Gaming Machine Association of New Zealand (GMANZ)

Quarterly statistics press release November 2018

Keeping funding available on sustainable levels to community organisations across New Zealand is looking more secure, with a 3.4 percent increase in Gaming Machine Proceeds (GMP) from Class 4 Gambling (pokies) in the June-September 2018 quarter, compared with the same period in 2017. The quarterly statistics released by the Department of Internal Affairs (DIA) November 2018 show that GMP increased by $7.74 million.

There is a growing demand for community funding, at the same time as the DIA figures show the numbers of pokie machines, and the venues that house them, continue to decline.

“These results reflect the success of the balanced, controlled and sustainable approach of the Class 4 model we have in New Zealand.

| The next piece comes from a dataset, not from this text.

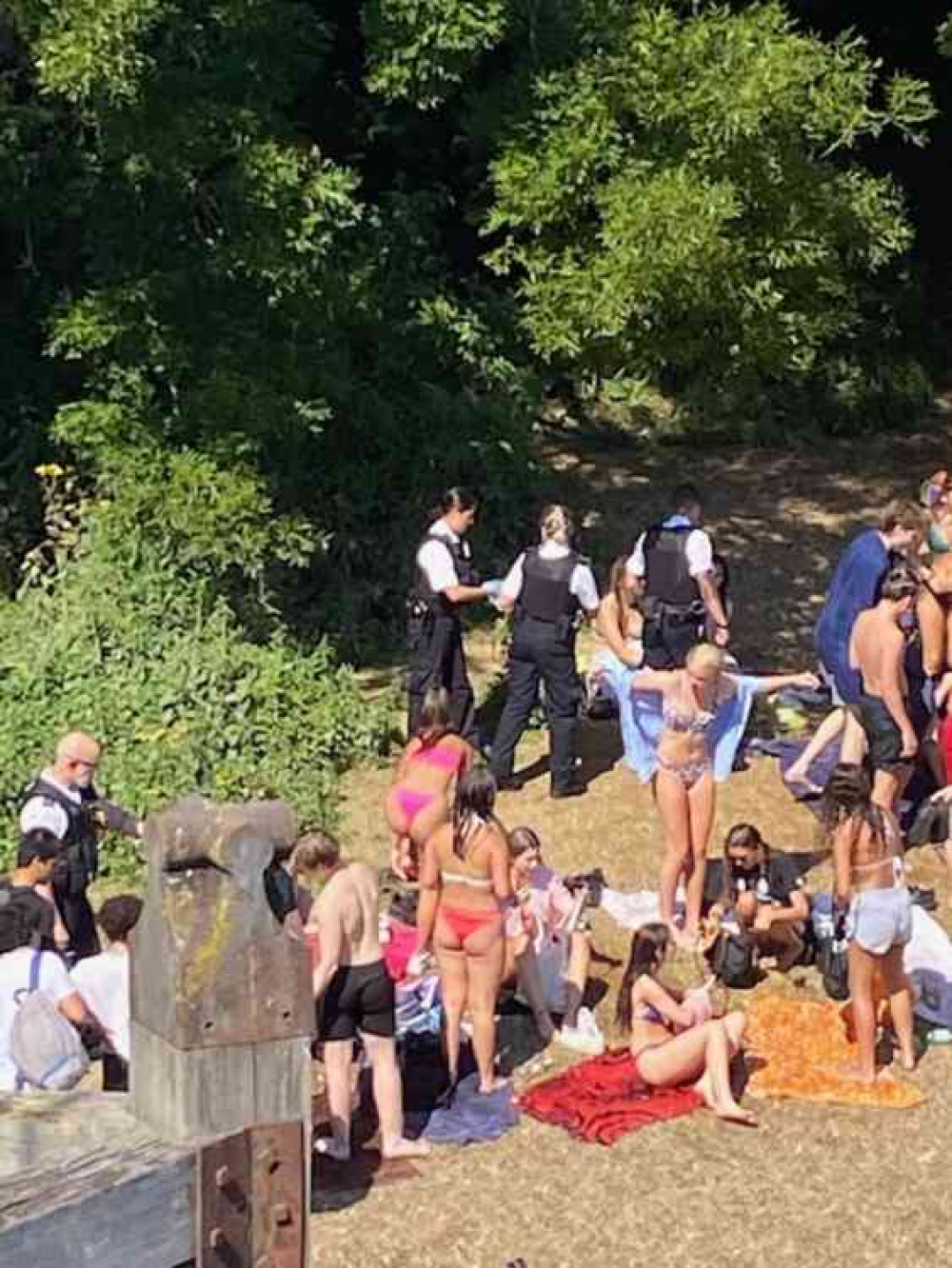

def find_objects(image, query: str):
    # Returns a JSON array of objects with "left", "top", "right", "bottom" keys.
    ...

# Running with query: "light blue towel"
[{"left": 605, "top": 657, "right": 764, "bottom": 783}]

It’s also important to note that the increased activity is occurring against the backdrop of an expanding economy,” says GMANZ spokesperson, Bruce Robertson.

“Gaming venues such as pubs and clubs aim to provide a safe, fun and regulated environment to those who choose this popular form of entertainment. Reduced accessibility to local venues and machines is likely to drive more players into the world of unregulated online gambling,” says Bruce.

GMANZ licencing trusts, clubs, venues and societies remain committed to employing robust harm minimisation measures, including the introduction of new technologies, to help those few players experiencing problems. In contrast, online gambling offers no such safeguards, and returns no funding benefit to the community.

The grants from pokie machine proceeds will continue to make a positive difference to many local organisations, most of which would struggle to survive without this funding. These include the operation of a professional air rescue and air ambulance service in Canterbury and on the West Coast, which rescued more than 900 people in 2017 alone; and Riding for Disabled programmes around the country. The increase will allow the growing demand for grants to be comparatively met.

“The sustainability of New Zealand’s unique Class 4 gambling model – and its important role in the survival of many vital community organisations is under threat by this continued decrease in venues and machines,” says Bruce.